Kihnu can feel much larger than its four-mile length and two-mile width, as I find out on a walk to the rocky coast and back one morning. The only signs of life I encounter are a hound dog, fast asleep on a sun-warmed road, and a curious seal bobbing in the waves off the jagged coast. I turn off the beach down one of the many unmarked sandy roads that cut through the towering forests. Behind me, waves from the Gulf of Riga crash against rocks. An occasional tree branch creaks or snaps in the wind. The forest grows wild, allowed to do what nature intended it to.

I think of the way Soide describs the island. “Everybody from Kihnu really loves Kihnu. It grows roots around your feet.” The forest has a fairy-tale quality that makes this seem plausible.

Much like Estonians at large, Kihnu’s residents have all been through significant changes in their lifetimes — often political (including Soviet and German occupation) and often out of their control. When asked about the island’s biggest changes, the answers vary wildly.

“Trousers,” says the shy Roosie Karjam, 83, sitting in the museum’s community room, after much thought and cajoling. Karjam, Kihnu’s most famous weaver and a beloved elder, nods her kerchiefed head firmly, her fingers twisting and untwisting as if weaving air. “Women never used to wear trousers.”

That afternoon, armed with gifts of apples and schnapps, Matas and I visit 91-year-old Virve Koster at her log cabin in the woods.

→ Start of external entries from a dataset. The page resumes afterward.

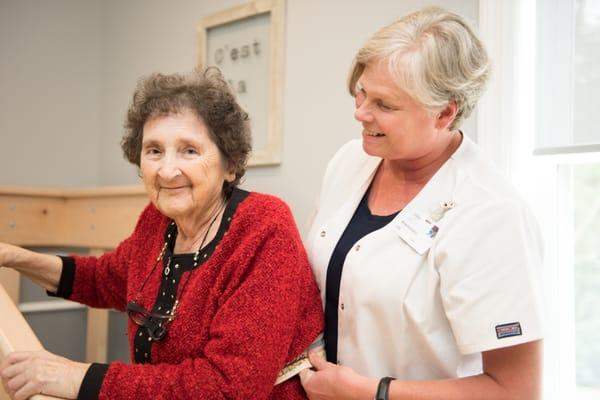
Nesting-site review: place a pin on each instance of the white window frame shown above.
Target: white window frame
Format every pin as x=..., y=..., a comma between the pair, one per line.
x=508, y=119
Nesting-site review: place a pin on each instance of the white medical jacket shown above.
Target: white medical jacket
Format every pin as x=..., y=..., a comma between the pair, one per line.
x=430, y=316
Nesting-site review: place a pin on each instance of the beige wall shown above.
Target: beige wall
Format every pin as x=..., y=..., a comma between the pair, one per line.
x=49, y=92
x=69, y=68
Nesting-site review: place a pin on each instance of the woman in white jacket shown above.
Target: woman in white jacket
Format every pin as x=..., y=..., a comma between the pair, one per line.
x=427, y=259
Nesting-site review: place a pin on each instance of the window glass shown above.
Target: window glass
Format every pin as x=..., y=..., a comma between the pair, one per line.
x=586, y=84
x=586, y=179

When asked what has changed during her lifetime, she laughs. “Oh, everything,” she declars. Better known as “Kihnu Virve”, she had reinvented herself in her Seventies, going on to become one of Estonia’s top-selling female folk singers.

As a woman on Kihnu, there is a strong sense that everything is possible. If something needs to be done, a woman on Kihnu has done it, and another woman will probably do it again soon.

The conversation inevitably turns to the uniqueness of the island. While sitting across from Koster, Matas ponders the concept of feminism, often met with bewilderment here. The reasoning: Of course, women are capable. Of course, women are competent. But no, men and women aren’t equal — women have proven they can do everything men can, but men can’t do everything women can.

“People think we are making some statement with the women being in charge, but that’s our culture,” she reasons. “It works. We can’t imagine it any other way.”